On the other hand, IE 9 and 10 and Opera 12 seem to send a "Cache-Control:
no-cache" with no "Pragma" header on any reload (both F5 and Ctrl+F5). I
don't
know whether that's actually the reason, but it's certainly plausible that
Wikimedia's caching layer was only revalidating in response to "Pragma:
no-cache" and not "Cache-Control: no-cache".
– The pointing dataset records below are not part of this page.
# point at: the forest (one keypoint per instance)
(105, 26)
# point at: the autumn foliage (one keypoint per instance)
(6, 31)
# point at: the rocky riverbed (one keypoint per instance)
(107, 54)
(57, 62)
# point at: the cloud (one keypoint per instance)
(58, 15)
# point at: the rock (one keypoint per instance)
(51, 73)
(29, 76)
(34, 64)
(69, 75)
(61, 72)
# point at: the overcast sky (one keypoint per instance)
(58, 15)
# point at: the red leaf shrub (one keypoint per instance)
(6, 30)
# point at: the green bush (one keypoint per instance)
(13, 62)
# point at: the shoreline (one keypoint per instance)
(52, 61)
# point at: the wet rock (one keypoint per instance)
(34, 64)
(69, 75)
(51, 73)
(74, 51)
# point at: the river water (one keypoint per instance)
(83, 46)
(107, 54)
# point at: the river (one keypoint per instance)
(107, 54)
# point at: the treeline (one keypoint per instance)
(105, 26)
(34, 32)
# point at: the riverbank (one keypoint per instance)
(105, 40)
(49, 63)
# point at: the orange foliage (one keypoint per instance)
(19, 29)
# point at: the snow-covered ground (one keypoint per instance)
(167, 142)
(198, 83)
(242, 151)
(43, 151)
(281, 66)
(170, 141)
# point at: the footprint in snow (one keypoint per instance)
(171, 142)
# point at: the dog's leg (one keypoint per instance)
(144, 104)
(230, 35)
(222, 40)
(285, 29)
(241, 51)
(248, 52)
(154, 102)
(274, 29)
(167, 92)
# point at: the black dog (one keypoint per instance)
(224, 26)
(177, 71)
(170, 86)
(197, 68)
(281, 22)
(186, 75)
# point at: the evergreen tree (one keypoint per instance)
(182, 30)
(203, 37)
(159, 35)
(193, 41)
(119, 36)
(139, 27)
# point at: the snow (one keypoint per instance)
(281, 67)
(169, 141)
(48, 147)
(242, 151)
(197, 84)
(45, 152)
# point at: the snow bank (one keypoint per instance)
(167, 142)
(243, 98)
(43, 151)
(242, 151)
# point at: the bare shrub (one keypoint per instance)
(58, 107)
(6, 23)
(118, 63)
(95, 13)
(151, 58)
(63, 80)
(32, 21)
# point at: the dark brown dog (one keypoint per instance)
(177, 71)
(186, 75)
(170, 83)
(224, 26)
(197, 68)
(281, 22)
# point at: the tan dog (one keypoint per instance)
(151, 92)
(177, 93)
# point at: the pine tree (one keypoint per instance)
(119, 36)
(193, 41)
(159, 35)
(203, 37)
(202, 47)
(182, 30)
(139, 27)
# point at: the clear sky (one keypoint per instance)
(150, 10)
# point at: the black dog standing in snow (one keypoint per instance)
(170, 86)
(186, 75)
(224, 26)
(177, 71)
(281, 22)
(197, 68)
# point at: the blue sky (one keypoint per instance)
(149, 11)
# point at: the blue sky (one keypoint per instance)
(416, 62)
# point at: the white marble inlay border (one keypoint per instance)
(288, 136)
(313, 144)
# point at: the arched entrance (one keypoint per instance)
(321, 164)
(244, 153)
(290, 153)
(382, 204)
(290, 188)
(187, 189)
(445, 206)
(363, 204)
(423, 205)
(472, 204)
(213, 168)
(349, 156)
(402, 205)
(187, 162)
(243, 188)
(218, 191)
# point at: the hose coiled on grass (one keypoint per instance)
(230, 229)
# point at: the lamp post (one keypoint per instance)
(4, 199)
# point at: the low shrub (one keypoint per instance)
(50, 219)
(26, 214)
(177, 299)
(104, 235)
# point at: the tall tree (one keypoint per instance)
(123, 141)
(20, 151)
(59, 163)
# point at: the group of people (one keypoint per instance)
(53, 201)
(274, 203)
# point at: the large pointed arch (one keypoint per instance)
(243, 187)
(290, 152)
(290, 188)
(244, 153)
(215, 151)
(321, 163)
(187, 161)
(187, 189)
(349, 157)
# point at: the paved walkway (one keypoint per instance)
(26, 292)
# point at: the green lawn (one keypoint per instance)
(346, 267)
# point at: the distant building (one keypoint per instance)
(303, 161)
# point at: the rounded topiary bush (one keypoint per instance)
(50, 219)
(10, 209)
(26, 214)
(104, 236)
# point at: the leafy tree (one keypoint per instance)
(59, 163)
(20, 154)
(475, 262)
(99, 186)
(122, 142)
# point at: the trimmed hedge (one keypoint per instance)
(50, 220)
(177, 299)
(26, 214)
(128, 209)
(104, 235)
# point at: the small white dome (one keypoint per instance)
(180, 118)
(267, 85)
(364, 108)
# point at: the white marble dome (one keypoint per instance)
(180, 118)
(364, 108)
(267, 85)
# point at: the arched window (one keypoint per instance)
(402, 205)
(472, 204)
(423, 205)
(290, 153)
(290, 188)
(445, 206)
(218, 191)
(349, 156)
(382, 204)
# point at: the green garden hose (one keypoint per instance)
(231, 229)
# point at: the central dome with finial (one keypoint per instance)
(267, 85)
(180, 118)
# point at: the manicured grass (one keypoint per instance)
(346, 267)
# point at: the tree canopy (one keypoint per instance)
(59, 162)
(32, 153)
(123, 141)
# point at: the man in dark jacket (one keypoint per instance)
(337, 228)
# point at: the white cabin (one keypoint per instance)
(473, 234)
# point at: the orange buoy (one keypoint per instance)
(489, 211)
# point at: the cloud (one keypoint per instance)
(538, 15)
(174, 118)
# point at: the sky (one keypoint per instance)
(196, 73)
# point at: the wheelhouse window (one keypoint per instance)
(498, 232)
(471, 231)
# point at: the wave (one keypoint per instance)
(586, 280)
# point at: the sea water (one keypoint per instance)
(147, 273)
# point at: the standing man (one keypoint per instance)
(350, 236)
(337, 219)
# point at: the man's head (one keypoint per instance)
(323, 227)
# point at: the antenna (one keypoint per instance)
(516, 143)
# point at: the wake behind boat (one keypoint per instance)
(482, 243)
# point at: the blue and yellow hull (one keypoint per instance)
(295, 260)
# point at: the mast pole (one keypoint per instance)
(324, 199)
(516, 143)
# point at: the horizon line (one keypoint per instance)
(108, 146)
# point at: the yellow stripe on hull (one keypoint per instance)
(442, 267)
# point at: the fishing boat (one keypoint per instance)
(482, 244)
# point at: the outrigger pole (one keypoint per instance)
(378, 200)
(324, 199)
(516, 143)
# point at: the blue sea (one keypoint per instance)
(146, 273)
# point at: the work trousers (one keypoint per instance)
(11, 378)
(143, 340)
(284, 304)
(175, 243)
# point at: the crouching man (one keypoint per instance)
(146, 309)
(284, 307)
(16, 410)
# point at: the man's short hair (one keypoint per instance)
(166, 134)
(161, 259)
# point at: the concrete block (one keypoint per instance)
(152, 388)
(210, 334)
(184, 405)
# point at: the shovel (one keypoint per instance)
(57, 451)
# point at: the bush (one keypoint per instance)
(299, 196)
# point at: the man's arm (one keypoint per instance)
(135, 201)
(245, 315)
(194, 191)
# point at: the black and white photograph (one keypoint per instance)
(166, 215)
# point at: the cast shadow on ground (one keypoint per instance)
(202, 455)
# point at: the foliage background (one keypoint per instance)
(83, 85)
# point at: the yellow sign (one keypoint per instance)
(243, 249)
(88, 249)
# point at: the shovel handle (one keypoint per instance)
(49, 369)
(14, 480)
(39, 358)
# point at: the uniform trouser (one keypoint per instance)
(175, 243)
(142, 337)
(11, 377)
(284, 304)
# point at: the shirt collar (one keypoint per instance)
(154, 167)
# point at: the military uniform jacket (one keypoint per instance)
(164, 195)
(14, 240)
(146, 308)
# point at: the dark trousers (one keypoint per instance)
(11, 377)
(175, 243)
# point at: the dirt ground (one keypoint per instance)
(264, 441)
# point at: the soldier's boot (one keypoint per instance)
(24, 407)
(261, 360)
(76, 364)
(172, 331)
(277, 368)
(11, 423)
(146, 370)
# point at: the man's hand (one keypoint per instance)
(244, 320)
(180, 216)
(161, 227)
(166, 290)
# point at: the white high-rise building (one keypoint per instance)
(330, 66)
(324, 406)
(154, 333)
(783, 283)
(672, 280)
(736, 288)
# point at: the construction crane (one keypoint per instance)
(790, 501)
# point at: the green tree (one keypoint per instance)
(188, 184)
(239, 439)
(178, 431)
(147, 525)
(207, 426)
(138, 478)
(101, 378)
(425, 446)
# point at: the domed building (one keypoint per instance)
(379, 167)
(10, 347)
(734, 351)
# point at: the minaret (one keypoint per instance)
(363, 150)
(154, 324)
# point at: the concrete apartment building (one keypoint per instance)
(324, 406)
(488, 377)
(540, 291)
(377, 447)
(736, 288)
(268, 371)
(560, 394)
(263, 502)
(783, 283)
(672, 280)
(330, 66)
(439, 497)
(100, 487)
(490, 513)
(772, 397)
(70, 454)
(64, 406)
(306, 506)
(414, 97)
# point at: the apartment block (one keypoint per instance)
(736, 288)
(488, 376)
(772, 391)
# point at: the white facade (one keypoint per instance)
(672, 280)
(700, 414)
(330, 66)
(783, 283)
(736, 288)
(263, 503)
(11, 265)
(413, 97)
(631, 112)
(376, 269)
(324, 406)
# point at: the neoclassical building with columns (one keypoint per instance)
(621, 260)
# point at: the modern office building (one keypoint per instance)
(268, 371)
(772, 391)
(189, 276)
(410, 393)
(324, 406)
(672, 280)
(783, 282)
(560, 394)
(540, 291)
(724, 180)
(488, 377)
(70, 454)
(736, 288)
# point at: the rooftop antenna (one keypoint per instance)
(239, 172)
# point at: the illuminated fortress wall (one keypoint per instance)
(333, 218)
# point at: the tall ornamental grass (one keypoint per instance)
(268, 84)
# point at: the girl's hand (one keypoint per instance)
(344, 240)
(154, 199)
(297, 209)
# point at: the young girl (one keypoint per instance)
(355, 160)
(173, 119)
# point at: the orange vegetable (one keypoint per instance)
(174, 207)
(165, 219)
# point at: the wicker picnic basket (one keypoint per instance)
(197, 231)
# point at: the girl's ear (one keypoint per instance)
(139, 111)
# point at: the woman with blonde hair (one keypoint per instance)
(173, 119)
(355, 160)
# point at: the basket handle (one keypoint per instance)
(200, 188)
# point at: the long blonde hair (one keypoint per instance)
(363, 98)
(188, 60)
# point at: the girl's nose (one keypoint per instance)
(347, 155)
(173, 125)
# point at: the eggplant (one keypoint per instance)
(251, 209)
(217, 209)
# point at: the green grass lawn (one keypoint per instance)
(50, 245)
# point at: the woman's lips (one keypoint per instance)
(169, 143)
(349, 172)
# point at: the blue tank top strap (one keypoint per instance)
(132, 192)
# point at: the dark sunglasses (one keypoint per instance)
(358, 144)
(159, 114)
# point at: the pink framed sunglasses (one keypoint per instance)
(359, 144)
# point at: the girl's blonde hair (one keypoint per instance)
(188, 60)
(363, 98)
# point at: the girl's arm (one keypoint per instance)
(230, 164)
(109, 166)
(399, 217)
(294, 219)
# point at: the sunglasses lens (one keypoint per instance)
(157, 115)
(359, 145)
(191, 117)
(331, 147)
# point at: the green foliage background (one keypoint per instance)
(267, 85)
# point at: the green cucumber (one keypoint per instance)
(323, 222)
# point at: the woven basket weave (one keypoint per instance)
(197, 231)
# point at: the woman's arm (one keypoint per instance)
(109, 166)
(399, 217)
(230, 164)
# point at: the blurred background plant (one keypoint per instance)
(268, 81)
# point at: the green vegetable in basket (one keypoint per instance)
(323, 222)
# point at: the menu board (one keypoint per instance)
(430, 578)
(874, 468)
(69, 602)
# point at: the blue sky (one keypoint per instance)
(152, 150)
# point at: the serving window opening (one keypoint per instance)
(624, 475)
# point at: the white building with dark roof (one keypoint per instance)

Interesting. OTOH wget -S --header 'cache-control: no-cache' --header 'pragma: no-cache' 'http://en.wikipedia.org/wiki/Main_Page' has headers that still suggest a cache hit.

orangevolker wrote:

@Brian in comment #14:
No, I wasn't logged in, neither before. I just deleted the cache and startet Firefox again.
And yes, I agree with you. A conicidence seems to be unlikely, especially when we consider that this phenomenon already occured on at least 25th.

@Brad in comment #15:
Thanks for the lesson. I didn't know that and didn't think in this direction neither.

@all:
Would it be much effort to instruct the servers to deliver a cached version on first call and always purge their cache on subsequent calls, whichever method and whichever browser those subsequent calls may be generated?

Volker, the server don't know if you reloaded the page or it's the first time you visit it.

Perhaps those HIT mean that Varnish checked with the apaches and they returned that the page didn't change (and thus they could reuse the stored page) ?

Thanks for the long explanation Brad (I would have had to dig the behaviors). If Varnish is accepting Pragma: no-cahe but not Cache-Control: no-cache they should be fixed: «HTTP/1.1 caches SHOULD treat "Pragma: no-cache" as if the client had sent "Cache-Control: no-cache".»

If that were the case, I would expect that doing hard refresh on firefox of a specific thumbnail, during one of the varnish cache issues would result in the correct thumb being returned, which doesn't happen.

Bawolff? For refreshing thumbnails you need to purge the image page.

(In reply to comment #19)

If that were the case, I would expect that doing hard refresh on firefox of a
specific thumbnail, during one of the varnish cache issues would result in
the
correct thumb being returned, which doesn't happen.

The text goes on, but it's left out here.